Simon Buckle's Weblog

Random thoughts for random people

Order, Order

Comments

This post is about how to impose order on instances of Java classes. The context of the post will be centred around reading in some text and then counting the number of times each word appears in the text. The output will then be sorted either alphabetically or in order of the number of times each word appears etc. Links to the source code are provided if you want to take a look.

Some instances of classes have an implicit order – a natural ordering. For example, in Java, String objects are ordered lexicographically; Integer objects are ordered numerically. If you find you are writing a value class whose instances have an obvious natural order, you should consider implementing the Comparable interface:

public interface Comparable {
  int compareTo(T t);
}


The String class is an example of a class that implements Comparable; instances of it are ordered lexicographically. If you choose to implement Comparable, your class will be able to take advantage of many of the generic algorithms and collections available in the Java APIs, assuming you need to of course! The following example reads in some text and counts the instances of each word:

public class WordCountTest {
   public static void main(String[] args) throws Exception {
	WordReader reader = new WordReader(new InputStreamReader(System.in));
	Map wordMap = new TreeMap();
	String word;
	while ((word=reader.readWord()) != null) {
		Integer count = wordMap.containsKey(word) ? wordMap.get(word) : 0;
		wordMap.put(word, ++count);
        }
	// Print out using the natural order of the key
	for (Map.Entry entry : wordMap.entrySet()) {
		System.out.println(entry.getKey()+" : "+entry.getValue());
	}
   }
}


A TreeMap sorts entries based on the natural order of the key, in this case, a string, but what if you want to order your instances in an unnatural order? e.g. ordering integers in decreasing order from largest to smallest. Well, in Java, you would use a Comparator:

public interface Comparator {
    int compare(T o1, T o2);
	boolean equals(Object obj);
}


Comparators also allow you to provide an ordering for objects that don’t have a natural ordering, e.g. classes that don’t implement Comparable. Let’s take a look at an example that uses a comparator – as defined in the Order class – that sorts the words based on the number of times they appear:

public class WordCountTest2 {
   public static void main(String[] args) throws Exception {
	WordReader reader = new WordReader(new InputStreamReader(System.in));
	Map wordMap = new HashMap();
	String word;
	while ((word=reader.readWord()) != null) {
		Integer count = wordMap.containsKey(word) ? wordMap.get(word) : 0;
		wordMap.put(word, ++count);
	}

	// Sort by greatest occurrence first
	Set entries = new TreeSet(Order.INCREASING_COUNT_COMPARATOR);
	for (Map.Entry entry : wordMap.entrySet()) {
		entries.add(new WordCount(entry.getKey(), entry.getValue()));
	}

	// Print
	Iterator result = entries.iterator();
	while (result.hasNext()) {
		WordCount e = result.next();
		System.out.println(e.getWord()+" "+e.getCount());
	}
  }
}


It’s also quite common to instantiate a Comparator as an anonymous class and pass it in to the constructor of a sorted collection.

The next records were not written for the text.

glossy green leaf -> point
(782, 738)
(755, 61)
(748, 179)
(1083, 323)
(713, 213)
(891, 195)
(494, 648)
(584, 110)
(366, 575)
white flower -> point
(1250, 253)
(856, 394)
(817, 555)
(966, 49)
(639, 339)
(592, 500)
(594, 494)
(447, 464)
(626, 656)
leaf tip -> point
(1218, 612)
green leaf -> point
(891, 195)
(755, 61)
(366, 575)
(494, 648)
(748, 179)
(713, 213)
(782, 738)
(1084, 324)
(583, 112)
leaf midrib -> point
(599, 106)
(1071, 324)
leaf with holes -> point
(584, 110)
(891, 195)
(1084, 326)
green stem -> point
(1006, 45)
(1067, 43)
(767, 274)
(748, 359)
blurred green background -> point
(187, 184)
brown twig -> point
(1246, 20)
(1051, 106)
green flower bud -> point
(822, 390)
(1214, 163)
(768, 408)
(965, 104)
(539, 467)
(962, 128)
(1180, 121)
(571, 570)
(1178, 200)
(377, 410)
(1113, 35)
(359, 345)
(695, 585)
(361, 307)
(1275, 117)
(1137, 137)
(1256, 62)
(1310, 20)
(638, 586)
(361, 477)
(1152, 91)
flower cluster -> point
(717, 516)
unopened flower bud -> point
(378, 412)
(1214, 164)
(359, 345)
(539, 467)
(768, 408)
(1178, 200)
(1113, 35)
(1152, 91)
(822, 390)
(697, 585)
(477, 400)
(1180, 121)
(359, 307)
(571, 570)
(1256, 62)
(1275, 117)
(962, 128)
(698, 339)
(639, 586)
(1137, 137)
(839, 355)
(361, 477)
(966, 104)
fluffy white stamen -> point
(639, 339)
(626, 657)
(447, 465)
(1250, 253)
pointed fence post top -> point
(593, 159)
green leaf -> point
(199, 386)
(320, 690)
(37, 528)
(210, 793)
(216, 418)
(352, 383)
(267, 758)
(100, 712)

It’s worth noting that in the compare method in the Comparator used in the example, we first compare the word counts and if they are equal, we then return the result of comparing the value of the words. This is essential because sorted collections in Java use the compareTo method – or in this case, the compare method of the Comparator – in place of equals. What this means is that if we were to compare just the counts and return zero because they are equal – even though the words may be different – the WordCount instance would NOT get added to the (sorted) collection if an instance already exists in the collection with the same count. There’s a whole section in Joshua Bloch’s book – Effective Java (2nd edition) – that discusses this in greater detail (Item 12) for those that are interested.

That’s it really. There’s not much to it but it is worth taking the time to understand the difference(s) between implementing Comparable and creating a custom Comparator. Happy sorting!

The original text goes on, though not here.